The Pope could set an important sign for the peaceful coexistence between Muslims, Christians, Jews, Yazidis, Mandeans and Baha'is in the Middle East

Benedict XVI expected in Lebanon (September 14th to 16th)

The Society for Threatened Peoples (STP) welcomes the upcoming three-day visit of Pope Benedict XVI in Lebanon. "During his visit to multi-ethnic and multi-religious Lebanon, the head of the Roman Catholic Church could set an important sign for a peaceful coexistence of Muslims, Christians, Jews, Yazidis, Mandaeans and Baha'is in the Middle East – against the backdrop of the escalation of violence in Syria, sectarian tensions in Lebanon and attacks on Christians in Iraq and Egypt – said the STP's Middle East expert, Kamal Sido, in Göttingen on Thursday. On Saturday, the Pope will hold talks with the President and the Prime Minister of Lebanon, Michel Suleiman and Najib Mikati, before meeting various religious leaders of the country. 
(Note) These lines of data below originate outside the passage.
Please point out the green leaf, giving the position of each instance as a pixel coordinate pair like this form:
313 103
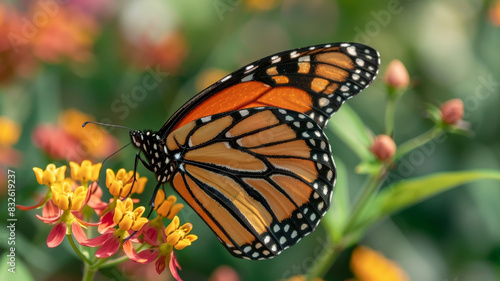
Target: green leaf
348 126
336 218
409 192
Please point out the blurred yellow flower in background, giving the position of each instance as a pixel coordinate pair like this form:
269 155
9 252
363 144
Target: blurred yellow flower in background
370 265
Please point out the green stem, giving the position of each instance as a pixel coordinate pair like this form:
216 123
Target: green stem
390 111
366 195
112 262
77 250
324 262
416 142
88 273
326 259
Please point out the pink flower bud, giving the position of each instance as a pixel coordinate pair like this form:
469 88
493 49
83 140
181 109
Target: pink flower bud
452 111
383 147
396 75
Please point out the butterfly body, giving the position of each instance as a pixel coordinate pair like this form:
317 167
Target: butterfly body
249 154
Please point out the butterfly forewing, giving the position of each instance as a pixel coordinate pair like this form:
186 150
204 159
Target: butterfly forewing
261 178
248 153
313 80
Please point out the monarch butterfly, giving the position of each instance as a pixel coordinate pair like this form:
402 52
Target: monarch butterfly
249 154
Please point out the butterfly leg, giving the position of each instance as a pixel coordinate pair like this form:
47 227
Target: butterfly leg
146 164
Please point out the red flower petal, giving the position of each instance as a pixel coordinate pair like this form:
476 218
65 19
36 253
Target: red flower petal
56 235
106 222
98 241
150 235
47 220
109 248
78 233
50 210
173 265
86 223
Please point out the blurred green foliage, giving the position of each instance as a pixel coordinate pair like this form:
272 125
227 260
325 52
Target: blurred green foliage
450 49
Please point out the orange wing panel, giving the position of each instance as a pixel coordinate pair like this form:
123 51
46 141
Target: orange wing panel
232 98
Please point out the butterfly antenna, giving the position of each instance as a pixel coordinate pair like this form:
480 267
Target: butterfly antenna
113 154
106 125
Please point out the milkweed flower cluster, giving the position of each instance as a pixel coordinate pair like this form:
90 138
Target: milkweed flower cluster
122 230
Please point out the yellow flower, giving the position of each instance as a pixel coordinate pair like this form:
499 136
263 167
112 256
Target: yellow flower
86 171
127 218
50 175
119 184
178 236
9 132
369 265
167 207
139 184
65 199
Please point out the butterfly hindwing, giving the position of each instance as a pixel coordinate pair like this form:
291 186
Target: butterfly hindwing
261 178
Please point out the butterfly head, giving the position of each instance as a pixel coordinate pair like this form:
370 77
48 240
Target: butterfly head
156 153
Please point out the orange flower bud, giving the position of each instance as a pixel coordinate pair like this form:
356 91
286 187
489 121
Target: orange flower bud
452 111
383 147
396 75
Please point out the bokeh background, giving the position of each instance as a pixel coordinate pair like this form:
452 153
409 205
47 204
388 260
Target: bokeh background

"There is great hope that Pope Benedict might be able to help alleviate the plight of the many Christian refugees from Syria and to support the Christian host families in Lebanon," said Sido. More and more Christians are leaving neighboring Syria, which is stricken by a civil war. Most of them seek refuge in Lebanon, their number having increased to at least 7,000. The refugees are housed in Lebanese Christian communities near the Mediterranean coast in the north of the country. Around 1,000 Christian families from Syria have found shelter there already. "But often the Syrian refugees don't receive all the help they need, because the Lebanese state is anxious to get involved in the bloody civil war in Syria," said Sido. "Also, the Lebanese government will not set up any refugee camps, for fear that they might turn into rebel strongholds."

The situation in the Middle East is difficult for Christians and other non-Muslim religious communities. The Christian part of the population has decreased dramatically due to conversions to Islam, emigration, war and the genocide of the Armenians and Assyrian Aramaic from 1915 to 1918. In 1900, their numbers ranged at around 20 percent in Egypt, 30 percent in Syria and more than 50 percent in Lebanon. Today, only about seven percent of the Egyptians are Christians – ten percent in Syria and two percent in Iraq. In Lebanon, the number has fallen to less than 50 percent of the population. Therefore, the chances that Christians are politically represented in these states are very limited.